This fourth collaboration by Baker and Fine offers strategies to alleviate various forms of conflict that develop between a parent and child.... The authors propose that the parent is responsible for resolving any differences, and the divisiveness or estrangement reflects a child's unfulfilled needs. They instruct parents to maintain a positive demeanor, avoid placing expectations on results, and persevere despite rejection. The dynamics of competition and rancor between divorced parents are heavily emphasized and direct much of the book's therapeutic objectives. Comprehensive examples are given spanning from the creative to the obvious.
— Booklist
Baker and Fine have provided a fantastic book of the nitty gritty Do's and Don'ts for parents facing "HARD" children—which can be a minefield! They give hundreds of words and phrases that parents usually wish for when stressed and on the defensive with their own children, especially when they are in a potentially high conflict dispute with their co-parent. They give many great strategies (step-by-step) for managing a shaky relationship with such a child (from how to avoid taking the bait, how to respond to a child's false allegations, how to avoid touching your child in anger, how to strengthen your attachment, and many more tips). They are experts in this field and this book is an excellent addition to their previous books on managing difficult parent-child relationships.
— Bill Eddy, LCSW, JD, lead author of BIFF for CoParent Communication and developer of the New Ways for Families parent-skills traning method
For readers undermined by or in serious conflict with the other parent of their child, Parenting Under Fire:How to Communicate with Your Hurt, Angry, Rejecting, Distant (HARD) Child is a gift. With its practical advice on parenting better by connecting productively and compassionately with your hurting kid(s), Baker and Fines ultimate help-book for parents of dysregulated, alienated children will guide you through the wilderness of parent/child estrangement to a place of self-awareness and empowerment. Neatly organized by communication medium--face-to-face, text, letter--the book offers readers a bounty of tactics for approaching painful, flummoxing, and often exasperating encounters with kids who may be dealing with trauma or manipulation by another adult in their life. Frankly, this is one of those parenting books we all could benefit from, whether our children have existentially unfriended us or regale us with every florid and mundane detail of their lives. Positive communication is tricky. Raise the stakes one-hundredfold and toss in a tween or an adolescent? Thats what this book is for.
Ultimately, as it should, Parenting Under Fire emphasizes protecting the children caught in stressed, often triangulated relationships by teaching the adults in their lives how to make them feel safe and loved through better connection.

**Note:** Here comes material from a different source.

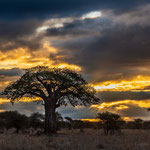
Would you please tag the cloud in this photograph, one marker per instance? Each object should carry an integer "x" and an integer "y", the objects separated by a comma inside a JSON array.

As I see it, the book also illuminates a heartbreaking truth: here in America, parents or not, we are profoundly under-resourced, and our most vulnerable people--especially our youngsters--are the first to suffer the consequences. Access to in-the-flesh behavioral healthcare has become increasingly challenging for ordinary folks. Still, we are lucky to have experts proffering their wisdom in tidy, readable packages, like this one, which we can buy or borrow to read at home. These books save lives.
— Deborah Vlock, PhD, author of "Parenting Children with Mental Health Challenges: A Guide to Life with Emotionally Complex Kids"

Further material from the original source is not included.